Senator of the College of Justice
- In office 5 November 2008 – 2020
- Nominated by: Alex Salmond As First Minister
- Appointed by: Elizabeth II

Personal details
- Born: Iain Alexander Scott Peebles August 1954 (age 71)
- Alma mater: University of Strathclyde
- Website: Scottish Courts Service

= Iain Peebles, Lord Bannatyne =

Iain Alexander Scott Peebles, Lord Bannatyne (born August 1954) was a Senator of the College of Justice, a judge of the High Court of Justiciary and Court of Session in Scotland from 2008 until 2020.

==Career==
After studying at the School of Law of the University of Strathclyde, Peebles was admitted to the Faculty of Advocates in 1979, and appointed Queen's Counsel in 1993. He was appointed as a temporary Sheriff in 1991, a full-time Sheriff in 1995, and began sitting as a commercial sheriff in 1999. He was appointed a temporary High Court judge in 2003, serving until his elevation to the Bench in 2008. He was a member of the Sheriff Courts Rules Council from 2001 to 2007, and joint-chairman of the IT Committee of the Sheriff and Court of Session Rules Council.

==The Bench==
On 5 November 2008, the Scottish Executive announced he had been appointed to the Outer House of the Court of Session as Lord Bannatyne, filling the vacancy which had arisen from the death of Lord Johnston in June that year.

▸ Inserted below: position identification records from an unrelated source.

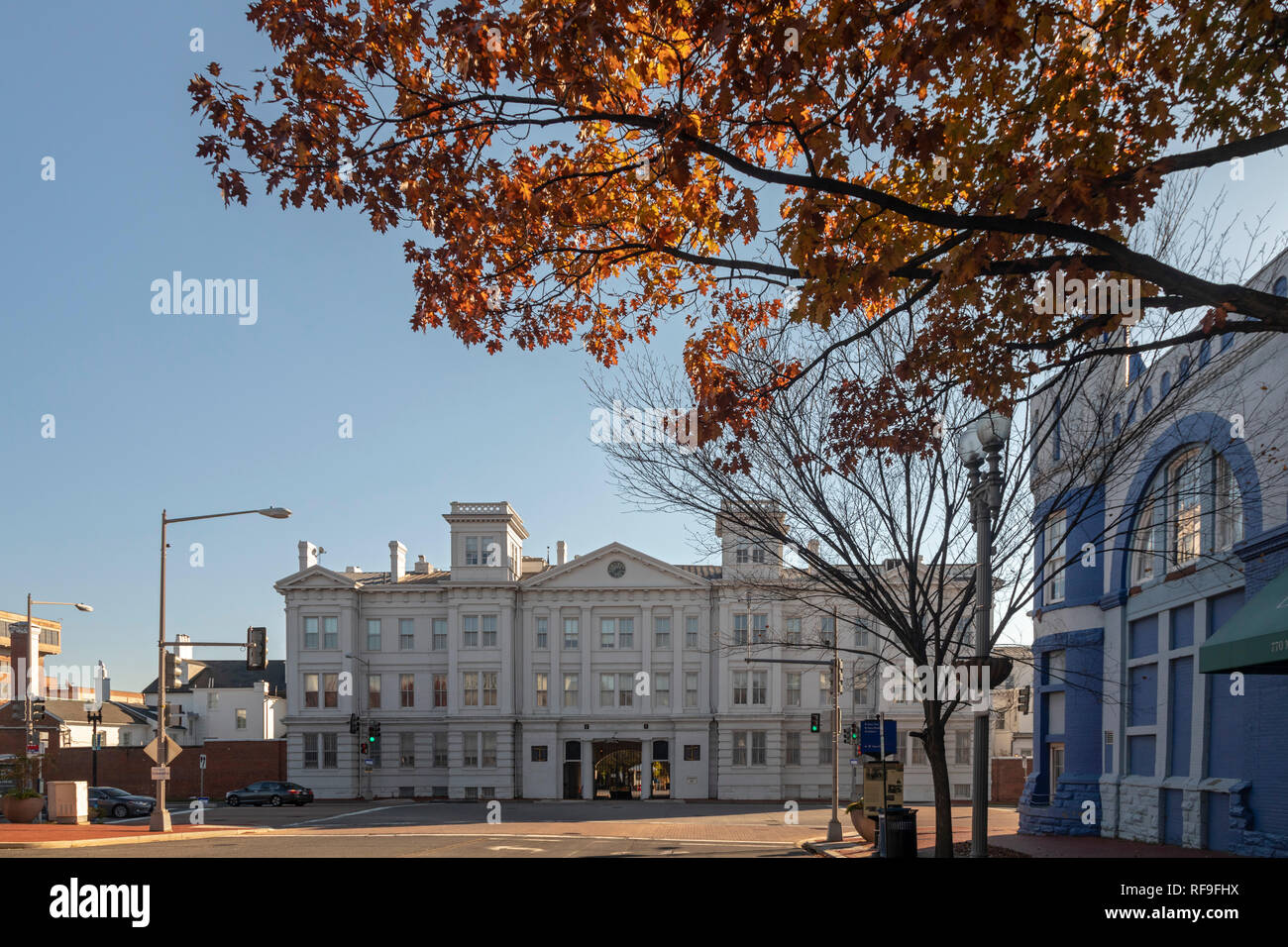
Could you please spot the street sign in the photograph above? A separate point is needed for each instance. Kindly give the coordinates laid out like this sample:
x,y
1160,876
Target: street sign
x,y
171,749
870,737
875,775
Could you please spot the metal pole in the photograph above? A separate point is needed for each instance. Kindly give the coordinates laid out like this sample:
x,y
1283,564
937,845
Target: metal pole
x,y
833,827
160,821
983,621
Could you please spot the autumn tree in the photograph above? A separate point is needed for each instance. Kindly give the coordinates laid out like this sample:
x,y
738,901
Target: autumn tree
x,y
583,170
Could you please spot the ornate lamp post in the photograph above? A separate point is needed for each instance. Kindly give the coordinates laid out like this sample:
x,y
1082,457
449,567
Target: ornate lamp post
x,y
983,442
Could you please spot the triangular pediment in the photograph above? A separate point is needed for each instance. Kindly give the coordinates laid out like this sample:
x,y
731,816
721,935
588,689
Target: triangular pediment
x,y
591,571
316,578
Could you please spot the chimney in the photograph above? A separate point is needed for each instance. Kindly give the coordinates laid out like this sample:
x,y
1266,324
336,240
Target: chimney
x,y
397,561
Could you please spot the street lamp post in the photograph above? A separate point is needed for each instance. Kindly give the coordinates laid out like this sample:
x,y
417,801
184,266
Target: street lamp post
x,y
980,442
34,682
160,821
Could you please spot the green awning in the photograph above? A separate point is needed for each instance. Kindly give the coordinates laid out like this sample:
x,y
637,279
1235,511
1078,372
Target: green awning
x,y
1254,639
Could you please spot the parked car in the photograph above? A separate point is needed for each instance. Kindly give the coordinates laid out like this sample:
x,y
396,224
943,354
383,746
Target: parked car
x,y
119,802
270,792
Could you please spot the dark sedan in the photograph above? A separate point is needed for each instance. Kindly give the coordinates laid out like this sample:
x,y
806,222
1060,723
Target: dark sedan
x,y
119,802
270,792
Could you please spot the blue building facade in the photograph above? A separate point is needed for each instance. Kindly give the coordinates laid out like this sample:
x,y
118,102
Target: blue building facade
x,y
1188,521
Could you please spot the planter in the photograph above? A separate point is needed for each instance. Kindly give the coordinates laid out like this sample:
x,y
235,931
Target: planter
x,y
22,809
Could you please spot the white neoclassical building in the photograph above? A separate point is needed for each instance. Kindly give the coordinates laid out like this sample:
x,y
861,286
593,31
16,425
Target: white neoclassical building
x,y
609,674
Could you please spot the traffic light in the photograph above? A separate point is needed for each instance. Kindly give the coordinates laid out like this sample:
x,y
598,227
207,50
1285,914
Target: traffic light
x,y
257,648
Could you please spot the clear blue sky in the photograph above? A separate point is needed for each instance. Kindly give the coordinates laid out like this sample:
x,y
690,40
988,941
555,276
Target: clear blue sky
x,y
198,414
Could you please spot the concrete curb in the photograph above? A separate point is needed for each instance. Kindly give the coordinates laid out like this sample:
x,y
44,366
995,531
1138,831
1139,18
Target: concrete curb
x,y
136,839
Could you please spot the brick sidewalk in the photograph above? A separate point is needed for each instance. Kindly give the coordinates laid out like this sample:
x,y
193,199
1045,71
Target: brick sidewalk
x,y
1005,839
55,835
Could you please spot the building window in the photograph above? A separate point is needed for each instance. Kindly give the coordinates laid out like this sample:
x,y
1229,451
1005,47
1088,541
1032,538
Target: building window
x,y
739,629
793,630
793,748
794,688
662,689
827,630
469,749
739,688
1055,571
662,631
330,750
739,748
406,750
915,751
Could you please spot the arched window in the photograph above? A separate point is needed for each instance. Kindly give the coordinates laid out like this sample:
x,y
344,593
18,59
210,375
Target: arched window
x,y
1192,508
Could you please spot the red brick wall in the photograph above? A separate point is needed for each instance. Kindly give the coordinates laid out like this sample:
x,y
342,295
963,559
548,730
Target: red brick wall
x,y
230,764
1009,775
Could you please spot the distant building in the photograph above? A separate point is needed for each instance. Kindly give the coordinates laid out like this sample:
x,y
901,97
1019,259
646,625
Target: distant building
x,y
503,676
222,699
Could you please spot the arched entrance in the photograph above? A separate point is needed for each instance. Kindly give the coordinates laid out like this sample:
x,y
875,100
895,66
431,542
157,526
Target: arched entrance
x,y
617,768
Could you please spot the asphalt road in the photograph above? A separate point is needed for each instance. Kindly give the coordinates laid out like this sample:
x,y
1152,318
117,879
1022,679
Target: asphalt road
x,y
477,830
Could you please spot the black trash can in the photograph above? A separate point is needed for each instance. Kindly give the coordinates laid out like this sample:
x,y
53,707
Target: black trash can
x,y
901,827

His appointment came at the same time as those of Paul Cullen, Lord Pentland and Valerie Stacey, Lady Stacey. The men's decisions to adopt titles other than their own surnames drew comment in the press as straying from tradition.

==Notable cases==
Notable cases overseen by Lord Bannatyne include the trial of Scotland's largest paedophile ring, in which eight men were found guilty of more than 50 charges, including the abuse of infants. The ring held more than 125,000 images, ringleaders included James Rennie, the chief executive of LGBT Youth Scotland.